Spatial Clustering, DBSCAN, Textual Information, IR^{2}-Tree

Introduction

Spatial clustering, which groups a set of spatial objects into groups called clusters, is one of the key technologies for spatial data mining and spatial data analysis [1]. Spatial clustering ensures that spatial objects in the same cluster are similar to each other and dissimilar from those in other clusters. Recently, with the development of the geographic information system, there is increasing interest in, and research on, the development of new application services such as location-based services and telematics providing a route search, surrounding information searches, emergency services, etc. Spatial clustering is also widely used in the field of spatial data analysis such as land-use detection [2], crime hot-spot analysis [3], cartographic generalization [4], geographic customer segmentation [5], and earthquake analysis [6]. As the technology of finding useful knowledge in spatial data becomes more important, a variety of research on finding groups has been conducted, such as nearest base-neighbor searches on spatial datasets [7], nearest neighborhood searches in spatial databases [8], nearest group queries [9], and the grid-based K-prototypes algorithm [10].

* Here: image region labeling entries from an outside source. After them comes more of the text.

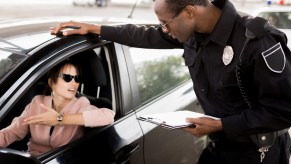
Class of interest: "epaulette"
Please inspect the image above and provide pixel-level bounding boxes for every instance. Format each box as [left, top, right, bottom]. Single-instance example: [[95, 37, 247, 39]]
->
[[246, 17, 268, 38]]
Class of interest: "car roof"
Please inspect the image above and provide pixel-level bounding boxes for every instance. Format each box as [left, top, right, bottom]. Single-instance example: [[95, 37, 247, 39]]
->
[[0, 16, 157, 39], [251, 5, 291, 16]]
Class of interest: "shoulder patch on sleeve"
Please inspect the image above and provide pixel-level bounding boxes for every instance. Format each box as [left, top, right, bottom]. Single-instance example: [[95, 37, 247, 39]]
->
[[262, 43, 286, 73]]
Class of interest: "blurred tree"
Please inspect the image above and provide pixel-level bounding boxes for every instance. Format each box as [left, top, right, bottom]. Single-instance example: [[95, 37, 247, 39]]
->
[[136, 56, 190, 102]]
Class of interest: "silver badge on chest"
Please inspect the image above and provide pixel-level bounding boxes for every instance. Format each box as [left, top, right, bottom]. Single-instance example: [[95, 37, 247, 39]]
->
[[222, 46, 234, 65]]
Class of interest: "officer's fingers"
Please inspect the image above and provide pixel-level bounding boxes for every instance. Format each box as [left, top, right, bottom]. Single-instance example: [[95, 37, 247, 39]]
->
[[62, 29, 88, 36], [51, 21, 75, 34], [186, 117, 197, 124]]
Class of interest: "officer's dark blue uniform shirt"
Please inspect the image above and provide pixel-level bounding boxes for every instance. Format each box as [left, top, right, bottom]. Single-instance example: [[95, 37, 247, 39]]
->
[[101, 2, 291, 141]]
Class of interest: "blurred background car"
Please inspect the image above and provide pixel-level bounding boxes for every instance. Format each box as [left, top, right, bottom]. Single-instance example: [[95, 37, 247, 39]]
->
[[252, 5, 291, 48]]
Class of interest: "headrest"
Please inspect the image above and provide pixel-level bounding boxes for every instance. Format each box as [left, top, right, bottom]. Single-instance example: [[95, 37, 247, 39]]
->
[[81, 51, 107, 86]]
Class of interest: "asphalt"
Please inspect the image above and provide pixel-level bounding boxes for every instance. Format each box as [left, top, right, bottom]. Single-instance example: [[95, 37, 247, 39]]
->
[[0, 0, 274, 21]]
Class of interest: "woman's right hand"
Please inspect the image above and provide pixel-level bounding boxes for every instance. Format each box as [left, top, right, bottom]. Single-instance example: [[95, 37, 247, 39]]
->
[[24, 104, 58, 126], [50, 21, 101, 36]]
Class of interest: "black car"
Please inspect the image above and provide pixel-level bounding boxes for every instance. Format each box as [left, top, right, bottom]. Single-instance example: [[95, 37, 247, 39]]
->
[[0, 18, 207, 164]]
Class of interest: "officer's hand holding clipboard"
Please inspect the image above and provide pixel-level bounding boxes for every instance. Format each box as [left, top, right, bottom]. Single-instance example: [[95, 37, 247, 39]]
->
[[138, 111, 219, 129]]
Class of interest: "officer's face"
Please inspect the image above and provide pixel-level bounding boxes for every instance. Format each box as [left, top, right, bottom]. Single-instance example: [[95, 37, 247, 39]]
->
[[154, 0, 193, 43]]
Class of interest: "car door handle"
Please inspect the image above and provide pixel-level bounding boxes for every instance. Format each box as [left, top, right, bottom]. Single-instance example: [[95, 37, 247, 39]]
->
[[112, 144, 139, 164]]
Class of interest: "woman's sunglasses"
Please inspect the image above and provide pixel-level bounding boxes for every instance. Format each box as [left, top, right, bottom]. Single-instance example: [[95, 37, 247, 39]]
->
[[59, 74, 81, 83]]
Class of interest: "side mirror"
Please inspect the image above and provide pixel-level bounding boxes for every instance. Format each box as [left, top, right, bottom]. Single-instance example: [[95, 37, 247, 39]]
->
[[0, 148, 41, 164]]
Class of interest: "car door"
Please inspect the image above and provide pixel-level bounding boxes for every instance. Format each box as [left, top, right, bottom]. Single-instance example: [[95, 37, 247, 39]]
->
[[123, 46, 207, 164], [0, 35, 144, 164]]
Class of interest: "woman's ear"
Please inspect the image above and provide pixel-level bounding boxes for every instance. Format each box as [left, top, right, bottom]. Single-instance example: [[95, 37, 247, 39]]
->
[[47, 78, 52, 88]]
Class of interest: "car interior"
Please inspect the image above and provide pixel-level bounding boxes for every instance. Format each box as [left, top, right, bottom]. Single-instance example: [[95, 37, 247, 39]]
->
[[0, 45, 112, 154]]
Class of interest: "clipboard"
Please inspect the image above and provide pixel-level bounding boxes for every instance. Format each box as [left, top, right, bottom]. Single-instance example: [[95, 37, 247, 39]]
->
[[137, 111, 219, 130]]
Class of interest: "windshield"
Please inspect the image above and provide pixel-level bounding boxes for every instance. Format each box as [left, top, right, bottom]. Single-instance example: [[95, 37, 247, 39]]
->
[[0, 33, 54, 81]]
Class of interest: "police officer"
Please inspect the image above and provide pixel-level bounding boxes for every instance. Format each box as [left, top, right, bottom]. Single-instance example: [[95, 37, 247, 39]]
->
[[51, 0, 291, 164]]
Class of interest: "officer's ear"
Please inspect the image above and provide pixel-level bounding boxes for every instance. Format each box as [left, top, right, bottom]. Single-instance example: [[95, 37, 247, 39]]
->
[[184, 5, 196, 17]]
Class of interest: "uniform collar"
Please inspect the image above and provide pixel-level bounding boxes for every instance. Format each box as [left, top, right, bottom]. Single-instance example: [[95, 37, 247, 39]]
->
[[209, 1, 238, 46]]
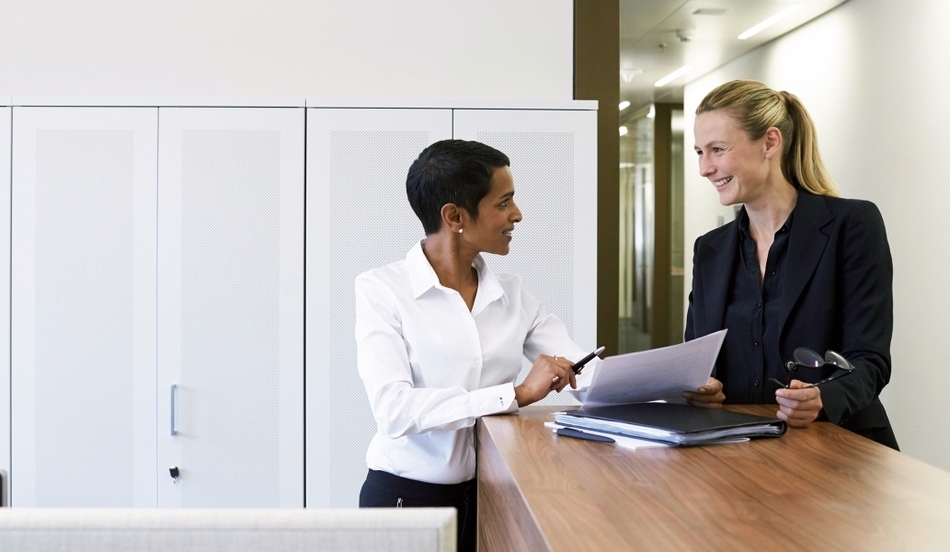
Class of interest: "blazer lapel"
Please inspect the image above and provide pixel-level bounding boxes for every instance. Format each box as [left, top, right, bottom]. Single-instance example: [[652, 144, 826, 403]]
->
[[778, 191, 834, 339], [697, 221, 739, 337]]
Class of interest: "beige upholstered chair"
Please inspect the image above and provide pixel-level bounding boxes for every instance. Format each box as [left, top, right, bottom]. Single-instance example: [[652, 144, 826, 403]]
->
[[0, 508, 456, 552]]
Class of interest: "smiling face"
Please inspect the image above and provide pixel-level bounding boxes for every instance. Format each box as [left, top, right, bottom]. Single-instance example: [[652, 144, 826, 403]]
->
[[693, 110, 781, 205], [462, 167, 521, 255]]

Density-based spatial clustering of applications with noise (DBSCAN) clustering is one of the most famous algorithms for spatial clustering [11–13]. DBSCAN requires the input of two parameters ɛ and minPtr. The neighborhood within radius ɛ of a given objects is called the ɛ-neighborhood of the object and an object with at least minPtr object within its ɛ-neighborhood is called a core object. DBSCAN can find clusters of variable sizes and shapes, and it will also detect noise. Most clustering studies into DBSCAN have focused on efficiently finding groups for spatial objects with numeric or categorical data. However, many real-world spatial objects have textual information, not just numeric data or categorical data. Hence, if the textual information affects spatial clustering results, the error value can increase when the final cluster results are evaluated. Table 1 shows an example of the data we are going to deal with. Spatial data have location information (latitude, longitude) for each shop, and textual information about the shop. The text information in the spatial data can be a variety of text descriptions obtained from newspaper articles, personal blogs, and social networking services. For simplicity, we assume that a textual description is a set of keywords such as tags [14].

**Table 1.** An example of spatial data with keywords

ID | Type | Latitude | Longitude | Textual information |
---|---|---|---|---|

1 | bakery | 14 | 6 | coffee, sandwich, milk |

2 | restaurant | 12 | 3 | steak, pasta |

3 | bakery | 30 | 4 | cookie, ice cream |

4 | book store | 31 | 9 | book, snack |

5 | bakery | 59 | 9 | coffee, ice cream |

6 | bakery | 12 | 8 | coffee, sandwich, milk |

7 | restaurant | 12 | 3 | sandwich, steak, pasta |

8 | clothing shop | 30 | 4 | suits, necktie |

9 | book store | 31 | 9 | book, milk |

10 | bakery | 59 | 9 | cookie, ice cream |

The data in Table 1 consists of the type of shop, the spatial data in which the shop is located, and the menu item data for each shop. In this case, we use as keywords the items that each shop sells. This data can be used in market area analysis, e.g., selecting the most effective advertising locations or the setting up of a new shop. For example, suppose a user wants to open a sandwich shop in an area where there are many other shops. To avoid overheated competition, it is reasonable for the user to want to choose an area with fewer sandwich shops. Moreover, not only should the area have no other sandwich shops, there should be many shops in the area that are often frequented by potential customers. Therefore, the user prefers large areas of high density for high sales, with no other sandwich shops in the area. Fig. 1 shows an example of density-based clustering on spatial data using keywords. Considering the location data only, the areas where restaurants are concentrated are a1, a2, a3and a4. Using the items shops have for sale (provided as text information), the areas where shops are crowded and where no shops sell sandwiches are a2 and a4. As such, if a concentrated area is searched for using keywords, a detailed area suitable for the user’s intention can be found.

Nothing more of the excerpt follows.